Like finger paint, blocks, and beads, computers can also be used as a “material” for making things—and not just by children, but by everyone. Indeed, the computer is the most extraordinary construction material ever invented, enabling people to create anything from music videos to scientific simulations to robotic creatures. Computers can be seen as a universal construction material, greatly expanding what people can create and what they can learn in the process (Resnick 1998).
Unfortunately, most people don’t use computers that way today. When people are introduced to computers today, they are typically taught how to look up information on the Web, how to use a word processor, how to send e-mail. But they don’t become fluent with the technology.
What does it mean to be digitally fluent? Consider the analogy with learning a foreign language. If someone learned a few phrases so that they could read menus in restaurants and ask for directions on the street, would you consider them fluent in the language? Certainly not. That type of phrase-book knowledge is equivalent to the way most people use computers today. Is such knowledge useful? Yes. But it is not fluency.
To be truly fluent in a foreign language, you must be able to articulate a complex idea or tell an engaging story; in other words, you must be able to “make things” with language.
Analogously, being digitally fluent involves not only knowing how to use technological tools, but also knowing how to construct things of significance with those tools (Papert and Resnick 1995).

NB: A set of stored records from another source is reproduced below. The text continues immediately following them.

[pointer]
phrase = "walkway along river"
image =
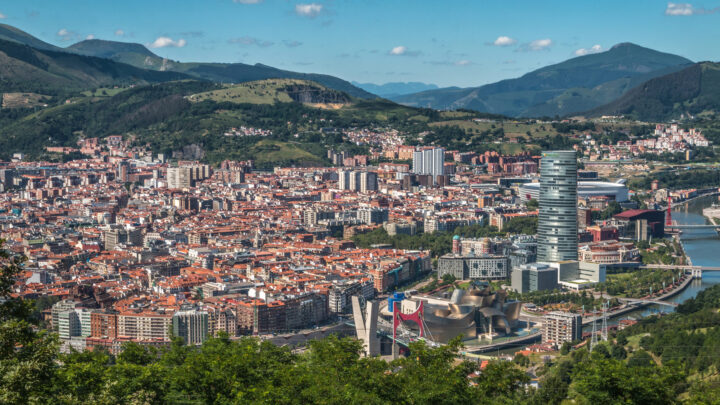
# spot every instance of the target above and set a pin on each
(703, 248)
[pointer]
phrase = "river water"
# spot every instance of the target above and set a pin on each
(703, 248)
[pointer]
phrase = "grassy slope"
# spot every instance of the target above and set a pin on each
(27, 69)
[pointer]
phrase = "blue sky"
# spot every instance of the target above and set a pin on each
(449, 42)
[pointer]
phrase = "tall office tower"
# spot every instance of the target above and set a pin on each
(344, 179)
(429, 161)
(355, 180)
(180, 177)
(557, 220)
(191, 325)
(368, 181)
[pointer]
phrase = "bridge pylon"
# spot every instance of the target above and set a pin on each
(696, 272)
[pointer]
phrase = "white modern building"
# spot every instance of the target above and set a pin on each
(616, 191)
(429, 161)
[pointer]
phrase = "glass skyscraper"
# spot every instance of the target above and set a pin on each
(557, 219)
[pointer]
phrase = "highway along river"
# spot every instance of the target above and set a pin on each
(703, 248)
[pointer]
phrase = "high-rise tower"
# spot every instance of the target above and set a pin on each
(557, 219)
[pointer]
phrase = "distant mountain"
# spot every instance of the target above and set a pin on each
(132, 54)
(692, 91)
(27, 69)
(139, 56)
(395, 89)
(10, 33)
(575, 85)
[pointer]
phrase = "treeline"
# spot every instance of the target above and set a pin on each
(331, 371)
(688, 338)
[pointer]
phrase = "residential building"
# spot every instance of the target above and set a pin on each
(557, 218)
(560, 327)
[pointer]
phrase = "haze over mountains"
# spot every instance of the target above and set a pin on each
(572, 86)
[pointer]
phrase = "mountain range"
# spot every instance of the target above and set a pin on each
(566, 88)
(693, 91)
(395, 89)
(627, 79)
(139, 57)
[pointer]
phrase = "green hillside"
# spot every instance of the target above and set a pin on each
(26, 69)
(273, 91)
(694, 91)
(133, 54)
(190, 118)
(10, 33)
(561, 89)
(139, 56)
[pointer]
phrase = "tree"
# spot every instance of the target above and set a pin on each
(565, 348)
(641, 358)
(602, 380)
(27, 356)
(521, 360)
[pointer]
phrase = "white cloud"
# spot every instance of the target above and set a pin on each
(540, 44)
(504, 41)
(291, 44)
(402, 51)
(536, 45)
(398, 50)
(164, 42)
(593, 49)
(685, 9)
(66, 35)
(310, 10)
(250, 41)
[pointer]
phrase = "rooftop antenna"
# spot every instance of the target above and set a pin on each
(606, 306)
(593, 338)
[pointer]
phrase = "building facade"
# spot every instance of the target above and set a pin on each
(557, 219)
(429, 161)
(560, 327)
(471, 267)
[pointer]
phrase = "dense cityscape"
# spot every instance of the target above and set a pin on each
(201, 232)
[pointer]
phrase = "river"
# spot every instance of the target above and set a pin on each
(703, 248)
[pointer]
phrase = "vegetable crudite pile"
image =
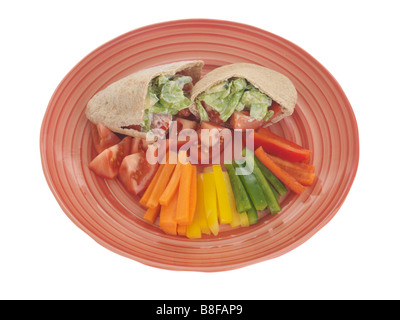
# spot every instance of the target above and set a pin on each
(191, 186)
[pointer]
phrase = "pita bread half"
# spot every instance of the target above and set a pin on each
(274, 84)
(122, 103)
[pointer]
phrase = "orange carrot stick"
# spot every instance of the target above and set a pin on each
(152, 214)
(181, 230)
(172, 186)
(293, 165)
(146, 196)
(182, 211)
(161, 184)
(168, 216)
(193, 194)
(281, 174)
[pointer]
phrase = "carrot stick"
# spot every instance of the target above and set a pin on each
(182, 211)
(146, 196)
(152, 214)
(168, 216)
(193, 194)
(293, 165)
(281, 174)
(172, 186)
(160, 185)
(181, 230)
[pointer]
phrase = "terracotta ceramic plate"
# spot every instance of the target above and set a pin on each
(323, 122)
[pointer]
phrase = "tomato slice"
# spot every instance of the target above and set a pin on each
(136, 173)
(186, 124)
(208, 146)
(139, 144)
(103, 137)
(107, 163)
(242, 119)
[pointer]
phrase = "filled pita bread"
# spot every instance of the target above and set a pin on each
(123, 102)
(274, 84)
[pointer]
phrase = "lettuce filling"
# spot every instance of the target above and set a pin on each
(165, 94)
(232, 95)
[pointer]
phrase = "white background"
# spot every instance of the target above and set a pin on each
(43, 255)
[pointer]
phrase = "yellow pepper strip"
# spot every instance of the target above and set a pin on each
(210, 202)
(200, 206)
(193, 230)
(224, 212)
(231, 198)
(244, 219)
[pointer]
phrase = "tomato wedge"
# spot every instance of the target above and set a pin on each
(278, 146)
(186, 124)
(208, 144)
(242, 119)
(139, 144)
(107, 163)
(136, 172)
(103, 137)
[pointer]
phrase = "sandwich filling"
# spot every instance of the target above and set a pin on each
(235, 94)
(166, 97)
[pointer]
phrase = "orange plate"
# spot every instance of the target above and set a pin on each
(323, 122)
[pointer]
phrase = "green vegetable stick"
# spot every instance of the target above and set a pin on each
(253, 189)
(273, 204)
(241, 198)
(276, 183)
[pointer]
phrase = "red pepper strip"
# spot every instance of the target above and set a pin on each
(303, 173)
(281, 174)
(279, 146)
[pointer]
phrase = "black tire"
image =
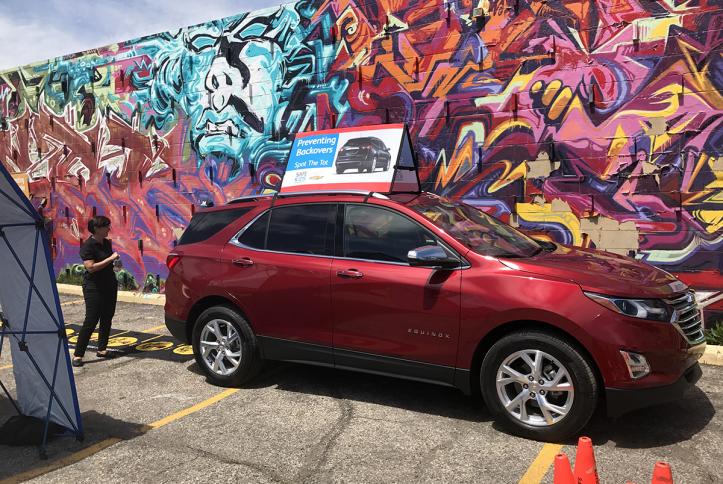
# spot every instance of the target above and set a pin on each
(581, 373)
(250, 361)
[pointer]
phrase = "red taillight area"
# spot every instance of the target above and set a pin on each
(172, 260)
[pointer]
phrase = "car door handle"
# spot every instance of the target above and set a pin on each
(350, 274)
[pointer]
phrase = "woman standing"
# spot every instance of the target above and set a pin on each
(100, 288)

Fluency with language not only has great utilitarian value in everyday life but also has a catalytic effect on learning. When you learn to read and write, you are in a better position to learn many other things. So, too, with digital fluency. In the years ahead, digital fluency will become a prerequisite for obtaining jobs, participating meaningfully in society, and learning throughout a lifetime.
Today, discussions about the “digital divide” typically focus on differences in access to computers. That will change. As the costs of computing decline, people everywhere will gain better access to digital technologies. But there is a real risk that only a small handful will be able to use the technologies fluently. In short, the “access gap” will shrink, but a serious “fluency gap” could remain.